As a prerequisite, the first point is that Category 6A and Category 6 cabling is fully backwards compatible for all applications that specify a minimum of Category 5e or Category 5 performance. The essential elements are the same — same pin outs, same color code, same nominal impedance of 100 Ohms; it’s all the same except for the performance. Higher category cabling provides better transmission performance, better noise immunity and less variance between components.
What are the major differences between Category 6A, Category 6 and Category 5e? From a network application perspective, the key difference is a higher Signal-to-Noise Ratio (SNR), which translates into fewer bit errors and higher data throughput. A white paper by Anixter together with Intel demonstrates the performance gains of Category 6 cabling compared with Category 5e for the Gigabit Ethernet application.
In it, the number of frame errors in a million frames transmitted is used as a measure of performance. The difference in data throughput efficiency can be quite dramatic under certain worst case conditions. Ideally, the number of frame errors should be close to zero. In order to achieve this requires better SNR margin.
Category 6 cabling provides about 12 dB (400%) improvement in SNR compared to Category 5e over the bandwidth employed for Gigabit Ethernet from 1 MHz to 100 MHz. In addition, Category 6A and Category 6 components are much better matched in Impedance compared to Category 5e. For example, the worst-case Return Loss for connecting hardware at 100 MHz is 28 dB for Category 6A (+/-4 Ohms), 24 dB for Category 6 (+/-6 Ohms) and 20 dB for Category 5e (+/-10 Ohms).
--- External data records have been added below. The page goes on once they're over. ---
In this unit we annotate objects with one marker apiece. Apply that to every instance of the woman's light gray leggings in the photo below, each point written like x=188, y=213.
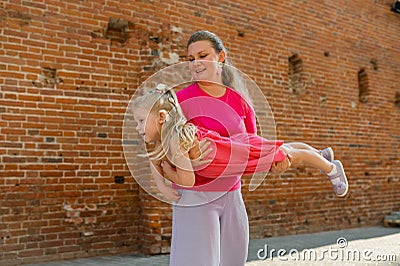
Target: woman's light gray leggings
x=215, y=233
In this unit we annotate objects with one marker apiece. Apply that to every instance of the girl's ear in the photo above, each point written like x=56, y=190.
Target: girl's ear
x=162, y=116
x=221, y=56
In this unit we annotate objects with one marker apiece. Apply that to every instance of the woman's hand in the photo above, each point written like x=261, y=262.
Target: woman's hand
x=168, y=170
x=282, y=166
x=169, y=193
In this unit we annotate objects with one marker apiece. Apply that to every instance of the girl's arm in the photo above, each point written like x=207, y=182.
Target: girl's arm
x=166, y=189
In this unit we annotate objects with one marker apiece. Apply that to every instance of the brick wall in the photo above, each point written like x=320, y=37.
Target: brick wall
x=68, y=69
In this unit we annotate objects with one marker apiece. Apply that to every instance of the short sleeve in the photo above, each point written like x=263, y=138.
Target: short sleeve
x=250, y=120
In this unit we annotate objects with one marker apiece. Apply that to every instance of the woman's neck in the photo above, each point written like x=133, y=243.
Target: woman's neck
x=212, y=89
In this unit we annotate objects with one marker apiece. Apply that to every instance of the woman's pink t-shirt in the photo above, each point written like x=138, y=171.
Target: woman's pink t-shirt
x=227, y=115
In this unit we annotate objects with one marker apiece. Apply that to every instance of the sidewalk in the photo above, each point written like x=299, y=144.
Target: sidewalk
x=360, y=246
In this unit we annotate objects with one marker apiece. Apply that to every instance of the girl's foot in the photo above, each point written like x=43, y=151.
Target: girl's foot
x=339, y=180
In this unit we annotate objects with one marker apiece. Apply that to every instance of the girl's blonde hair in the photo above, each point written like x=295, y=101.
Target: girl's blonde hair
x=175, y=130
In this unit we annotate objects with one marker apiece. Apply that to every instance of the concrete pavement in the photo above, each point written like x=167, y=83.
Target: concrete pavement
x=360, y=246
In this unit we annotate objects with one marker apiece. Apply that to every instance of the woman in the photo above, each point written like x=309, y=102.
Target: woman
x=210, y=223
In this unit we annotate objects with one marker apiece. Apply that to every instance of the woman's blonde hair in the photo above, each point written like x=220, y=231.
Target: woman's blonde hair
x=175, y=130
x=230, y=75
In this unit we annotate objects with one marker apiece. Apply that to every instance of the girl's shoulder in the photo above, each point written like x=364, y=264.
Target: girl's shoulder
x=187, y=92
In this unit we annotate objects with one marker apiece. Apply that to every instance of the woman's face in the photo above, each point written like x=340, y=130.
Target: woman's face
x=204, y=61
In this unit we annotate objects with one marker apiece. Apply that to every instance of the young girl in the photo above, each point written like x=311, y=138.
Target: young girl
x=160, y=121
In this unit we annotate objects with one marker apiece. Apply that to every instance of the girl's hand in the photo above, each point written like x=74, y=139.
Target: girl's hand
x=168, y=170
x=170, y=194
x=280, y=167
x=198, y=154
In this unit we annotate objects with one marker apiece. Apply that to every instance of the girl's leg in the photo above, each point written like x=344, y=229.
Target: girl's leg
x=303, y=154
x=234, y=231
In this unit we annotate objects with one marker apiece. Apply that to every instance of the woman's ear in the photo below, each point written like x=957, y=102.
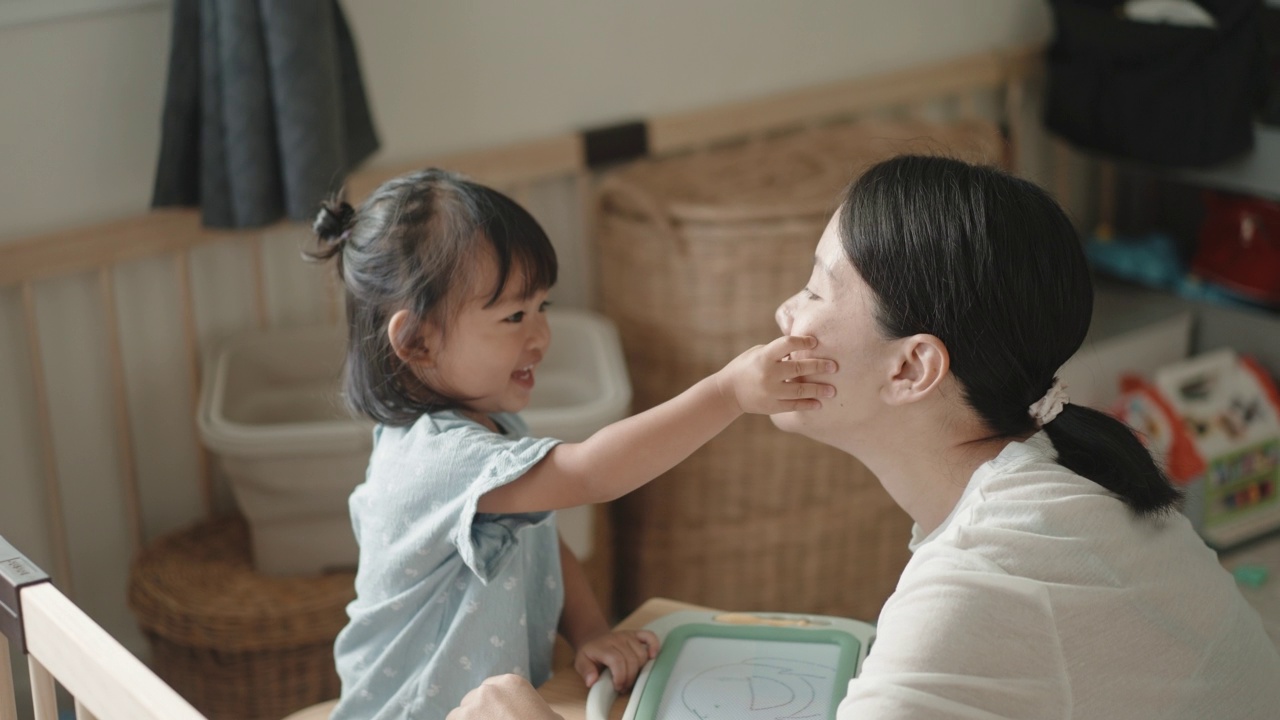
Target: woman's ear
x=408, y=342
x=919, y=365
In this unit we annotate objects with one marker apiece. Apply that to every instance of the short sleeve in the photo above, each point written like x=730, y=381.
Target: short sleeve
x=961, y=642
x=485, y=540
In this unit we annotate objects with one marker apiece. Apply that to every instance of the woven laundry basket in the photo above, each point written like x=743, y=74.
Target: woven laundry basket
x=695, y=254
x=237, y=645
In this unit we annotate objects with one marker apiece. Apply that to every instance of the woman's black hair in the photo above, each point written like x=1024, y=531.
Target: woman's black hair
x=991, y=265
x=414, y=245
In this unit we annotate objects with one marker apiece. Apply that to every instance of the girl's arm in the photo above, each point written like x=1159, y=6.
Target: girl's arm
x=632, y=451
x=581, y=618
x=585, y=628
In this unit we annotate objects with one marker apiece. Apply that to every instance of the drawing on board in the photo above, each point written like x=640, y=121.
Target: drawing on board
x=720, y=678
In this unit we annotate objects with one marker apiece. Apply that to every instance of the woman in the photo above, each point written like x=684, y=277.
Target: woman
x=1051, y=574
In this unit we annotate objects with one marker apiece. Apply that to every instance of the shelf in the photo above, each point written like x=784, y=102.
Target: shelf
x=1120, y=308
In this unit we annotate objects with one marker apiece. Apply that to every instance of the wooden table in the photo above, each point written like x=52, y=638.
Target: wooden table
x=566, y=692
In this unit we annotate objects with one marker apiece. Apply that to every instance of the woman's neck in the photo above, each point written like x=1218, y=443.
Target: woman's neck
x=926, y=469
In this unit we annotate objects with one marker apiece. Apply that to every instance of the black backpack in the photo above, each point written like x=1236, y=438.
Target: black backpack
x=1160, y=94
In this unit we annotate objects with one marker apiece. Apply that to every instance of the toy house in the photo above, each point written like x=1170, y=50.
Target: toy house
x=1214, y=420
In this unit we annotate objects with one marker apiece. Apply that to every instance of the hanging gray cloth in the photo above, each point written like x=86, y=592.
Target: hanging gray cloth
x=265, y=110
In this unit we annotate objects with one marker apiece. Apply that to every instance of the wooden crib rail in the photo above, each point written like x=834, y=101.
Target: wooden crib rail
x=63, y=645
x=199, y=286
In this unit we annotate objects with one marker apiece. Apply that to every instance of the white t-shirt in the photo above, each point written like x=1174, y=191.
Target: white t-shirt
x=1043, y=596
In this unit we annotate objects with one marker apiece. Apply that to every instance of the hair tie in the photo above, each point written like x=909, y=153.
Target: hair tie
x=1047, y=408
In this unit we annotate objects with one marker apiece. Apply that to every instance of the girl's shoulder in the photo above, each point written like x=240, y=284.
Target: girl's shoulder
x=451, y=428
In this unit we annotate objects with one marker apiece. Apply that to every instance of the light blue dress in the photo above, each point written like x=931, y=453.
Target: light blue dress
x=446, y=596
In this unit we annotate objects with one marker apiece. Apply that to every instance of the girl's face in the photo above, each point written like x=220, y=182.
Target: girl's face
x=489, y=354
x=839, y=308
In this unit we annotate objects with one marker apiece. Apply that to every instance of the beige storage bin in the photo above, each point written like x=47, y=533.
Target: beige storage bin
x=695, y=253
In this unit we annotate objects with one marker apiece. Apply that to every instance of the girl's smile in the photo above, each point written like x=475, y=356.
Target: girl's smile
x=487, y=355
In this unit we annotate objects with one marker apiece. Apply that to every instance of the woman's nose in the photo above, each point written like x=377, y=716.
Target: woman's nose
x=784, y=317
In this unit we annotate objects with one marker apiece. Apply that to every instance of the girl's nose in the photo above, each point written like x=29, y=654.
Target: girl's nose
x=784, y=315
x=542, y=335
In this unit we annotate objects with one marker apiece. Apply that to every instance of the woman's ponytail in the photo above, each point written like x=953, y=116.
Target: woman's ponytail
x=1105, y=450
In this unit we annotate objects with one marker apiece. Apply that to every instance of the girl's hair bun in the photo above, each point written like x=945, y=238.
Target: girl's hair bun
x=333, y=222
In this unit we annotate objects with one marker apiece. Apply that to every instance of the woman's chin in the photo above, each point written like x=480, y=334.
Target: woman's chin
x=787, y=422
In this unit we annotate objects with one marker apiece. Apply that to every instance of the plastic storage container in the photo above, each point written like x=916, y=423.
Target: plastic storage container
x=272, y=417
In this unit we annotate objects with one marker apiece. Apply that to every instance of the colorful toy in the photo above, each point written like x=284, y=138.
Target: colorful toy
x=1215, y=423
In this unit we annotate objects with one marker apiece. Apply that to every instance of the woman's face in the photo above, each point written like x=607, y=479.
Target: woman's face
x=837, y=308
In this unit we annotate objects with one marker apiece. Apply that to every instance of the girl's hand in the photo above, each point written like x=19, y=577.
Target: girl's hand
x=764, y=378
x=624, y=652
x=503, y=697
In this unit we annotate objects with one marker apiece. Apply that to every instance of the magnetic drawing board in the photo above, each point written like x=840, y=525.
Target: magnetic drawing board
x=744, y=666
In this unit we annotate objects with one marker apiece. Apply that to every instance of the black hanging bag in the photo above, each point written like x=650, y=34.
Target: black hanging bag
x=1162, y=94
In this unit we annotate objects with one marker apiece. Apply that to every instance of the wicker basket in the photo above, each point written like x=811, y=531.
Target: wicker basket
x=234, y=643
x=695, y=254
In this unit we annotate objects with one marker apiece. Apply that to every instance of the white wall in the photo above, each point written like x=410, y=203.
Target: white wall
x=80, y=136
x=81, y=112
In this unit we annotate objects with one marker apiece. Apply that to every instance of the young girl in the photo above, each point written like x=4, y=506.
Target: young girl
x=461, y=572
x=1051, y=575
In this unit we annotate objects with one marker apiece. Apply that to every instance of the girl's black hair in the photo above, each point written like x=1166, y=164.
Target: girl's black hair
x=414, y=245
x=991, y=265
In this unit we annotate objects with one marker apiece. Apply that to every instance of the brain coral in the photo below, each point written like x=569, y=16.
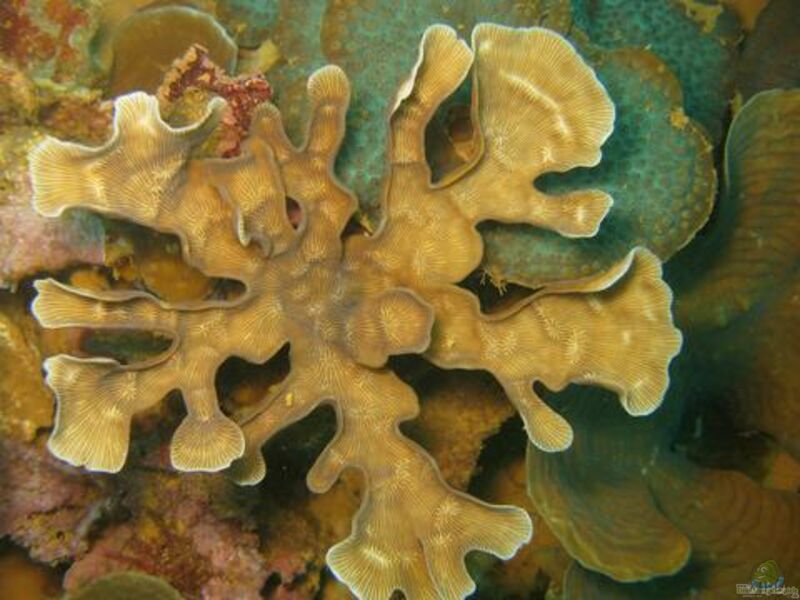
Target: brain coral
x=346, y=303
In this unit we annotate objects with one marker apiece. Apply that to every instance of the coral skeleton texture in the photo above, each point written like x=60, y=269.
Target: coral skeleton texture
x=347, y=303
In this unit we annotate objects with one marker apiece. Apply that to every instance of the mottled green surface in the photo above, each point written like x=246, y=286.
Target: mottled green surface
x=126, y=586
x=630, y=491
x=696, y=38
x=657, y=166
x=376, y=44
x=738, y=285
x=250, y=22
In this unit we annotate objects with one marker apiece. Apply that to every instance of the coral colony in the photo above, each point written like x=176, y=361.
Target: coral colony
x=345, y=304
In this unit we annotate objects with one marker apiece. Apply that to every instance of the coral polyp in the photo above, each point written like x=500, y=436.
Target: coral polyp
x=345, y=304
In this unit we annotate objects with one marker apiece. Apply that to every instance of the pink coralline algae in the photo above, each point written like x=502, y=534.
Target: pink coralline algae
x=243, y=93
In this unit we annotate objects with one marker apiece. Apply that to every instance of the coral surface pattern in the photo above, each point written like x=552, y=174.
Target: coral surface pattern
x=347, y=303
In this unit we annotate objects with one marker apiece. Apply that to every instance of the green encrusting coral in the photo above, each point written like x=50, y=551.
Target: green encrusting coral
x=696, y=38
x=126, y=585
x=657, y=166
x=639, y=500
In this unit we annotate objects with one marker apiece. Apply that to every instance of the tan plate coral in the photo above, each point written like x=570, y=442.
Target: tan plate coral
x=346, y=304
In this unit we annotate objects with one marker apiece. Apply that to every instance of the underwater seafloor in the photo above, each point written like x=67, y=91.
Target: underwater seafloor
x=224, y=269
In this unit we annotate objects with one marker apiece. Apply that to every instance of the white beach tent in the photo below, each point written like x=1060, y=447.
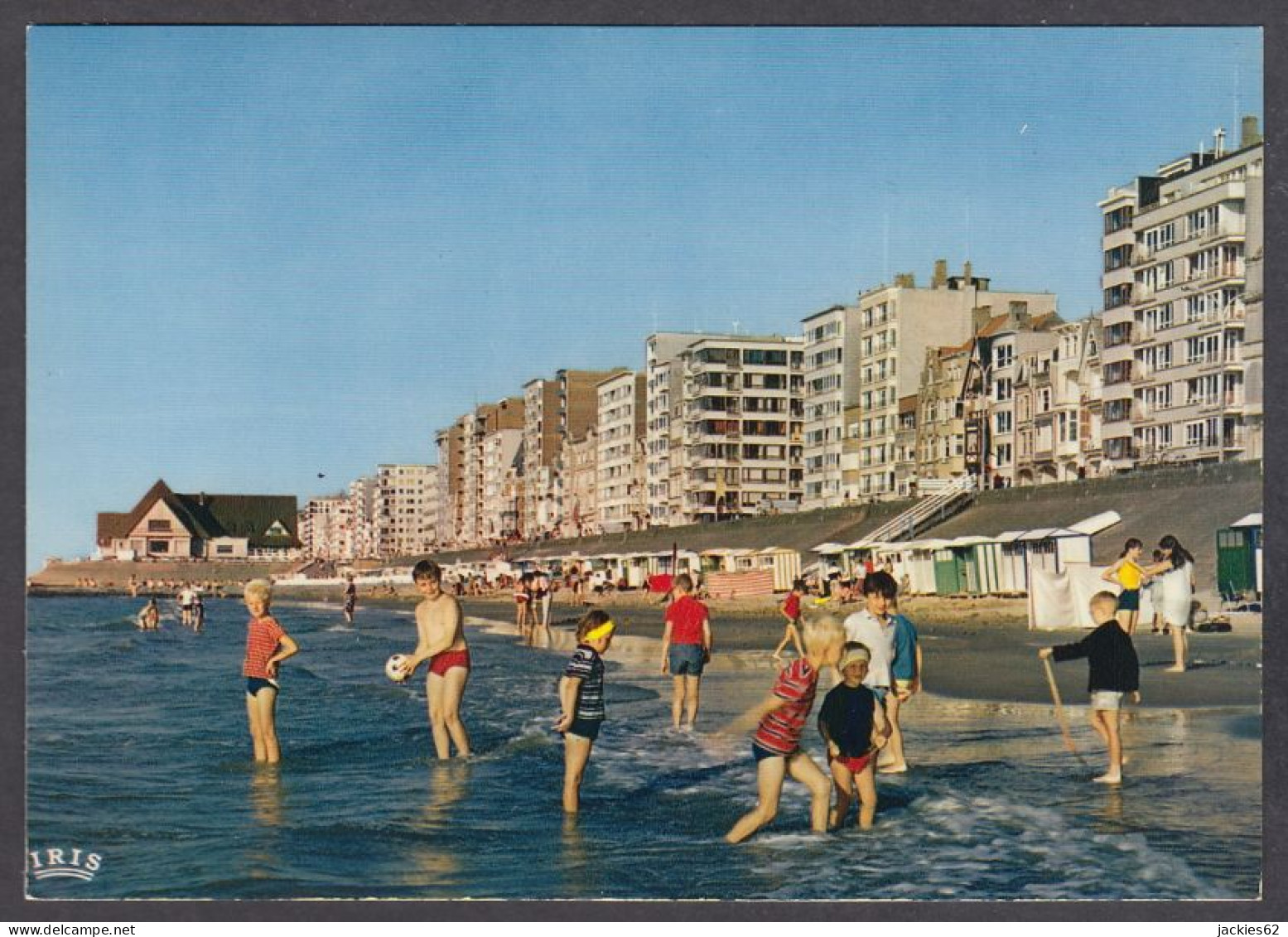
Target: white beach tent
x=786, y=565
x=831, y=557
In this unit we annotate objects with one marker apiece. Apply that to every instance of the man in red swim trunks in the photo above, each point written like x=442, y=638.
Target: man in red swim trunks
x=442, y=642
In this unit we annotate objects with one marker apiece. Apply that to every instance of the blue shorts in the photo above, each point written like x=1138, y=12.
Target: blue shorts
x=586, y=728
x=760, y=753
x=686, y=660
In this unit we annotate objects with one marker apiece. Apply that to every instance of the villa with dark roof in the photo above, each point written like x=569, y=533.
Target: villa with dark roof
x=165, y=524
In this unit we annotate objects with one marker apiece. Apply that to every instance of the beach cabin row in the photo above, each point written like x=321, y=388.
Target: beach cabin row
x=997, y=565
x=1238, y=558
x=638, y=570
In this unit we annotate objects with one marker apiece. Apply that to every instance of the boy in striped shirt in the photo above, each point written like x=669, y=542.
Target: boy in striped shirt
x=267, y=646
x=779, y=722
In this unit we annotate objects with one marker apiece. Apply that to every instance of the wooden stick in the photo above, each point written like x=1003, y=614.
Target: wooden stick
x=1059, y=710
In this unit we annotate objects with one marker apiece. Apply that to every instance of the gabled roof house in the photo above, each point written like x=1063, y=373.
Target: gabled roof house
x=165, y=524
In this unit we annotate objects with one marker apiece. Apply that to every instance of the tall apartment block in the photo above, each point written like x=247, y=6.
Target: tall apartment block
x=1179, y=384
x=326, y=528
x=831, y=385
x=663, y=428
x=451, y=484
x=581, y=490
x=620, y=471
x=897, y=324
x=554, y=412
x=362, y=496
x=541, y=445
x=483, y=470
x=406, y=512
x=1002, y=345
x=940, y=433
x=744, y=424
x=1058, y=406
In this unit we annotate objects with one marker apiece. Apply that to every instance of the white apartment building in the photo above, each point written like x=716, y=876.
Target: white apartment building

Certain applications are less tolerant to frame errors than others. In particular, real time applications such as IP telephony or IP video cannot tolerate frame errors without a noticeable degradation in speech and picture quality.
For data transmission using TCP/IP protocol the effect of frame errors is a slow down in communications caused by retransmission of the corrupted frames. This slowdown in communications is not always noticeable unless the frame error rate exceeds 1%.
Signal-to-Noise Ratio is derived from the measured transmission parameters for a channel as shown in the table above for different noise sources. It provides some interesting insights into the practical realization of a higher SNR. Some sources of self generated noise in a channel can be cancelled out at the transceiver using digital signal processing techniques, e. g., Near End Crosstalk (NEXT), Far End Crosstalk (FEXT) and echoes caused by impedance mismatch between components.
Other sources of noise such as alien crosstalk are not readily cancelable. For all SNR calculations, a lower Insertion Loss improves the SNR by a corresponding amount. For example, a 3 dB lower Insertion Loss represents a 100 % improvement in SNR whatever the noise source.
Another important reason to consider installing Category 6 or Category 6A cabling is higher noise immunity from noise sources in the environment such as radio frequency interference and power line transients. A study conducted by TIA TR 42.3 subcommittee on the effect of power line transients on the operation of 1000BASE-T Ethernet (see Annex C of TIA 569-B standard) showed that the noise reduction factor for Category 6 cabling is one half compared to Category 5e.
In conclusion, the network cabling is the foundation of the network. The lifetime of the cabling is expected to be a minimum of 10 years. The installed cabling needs to provide reliable, error-free transmission under worst case environmental conditions for the most demanding applications.
An investment in the network cabling infrastructure will pay dividends in reducing network down time and in improving data throughput efficiency and the quality of service.